Rui Costa is there and Marco Materazzi is there. Beauty and the bran. The elegant Portuguese shouldered the weight of his grizzled elbow on the opponent.
Peace amidst the chaos as a pair of football rivals pause to reflect on a hollow wall of red smoke and billowing flames.
“Everyone is focused on the flares, on the smoke,” photographer Stefano Rellandini, who captured the iconic image 18 years ago, told BBC Sport. “But near the center of the pitch I saw a certain moment.
“Materazzi is nicknamed like an executioner; he is not a gentle player. Rui Costa is the opposite – gentler, more artistic in his football. Within seconds Materazzi put his elbow on Rui’s shoulder Costa.
“So when I saw that, I shot it. I only had one frame of that sequence. That was the moment.”

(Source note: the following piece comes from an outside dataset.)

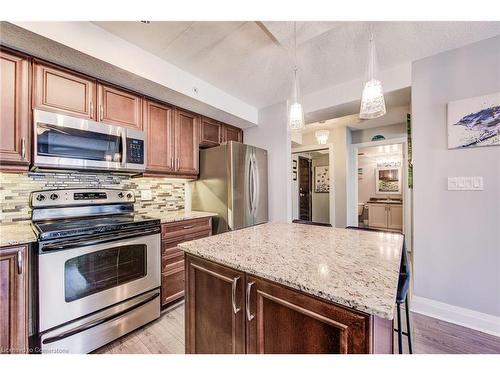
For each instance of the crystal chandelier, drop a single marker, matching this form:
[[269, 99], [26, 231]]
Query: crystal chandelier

The picture has its own legacy, but it also captured the end of AC Milan and Inter Milan in the most recent Champions League match; a 2005 quarter-final that was abandoned after flares and other objects rained down on the San Siro turf from a section of Inter fans, one that hit and injured Milan goalkeeper Dida.
With 73 minutes to play in the second leg, the referee abandoned the match and the tie was later awarded to Milan, who were leading 3-0 on aggregate.
“The atmosphere that night was like every time you have an AC Milan and Inter derby at the San Siro,” said Rellandini, who was working for Reuters at the time.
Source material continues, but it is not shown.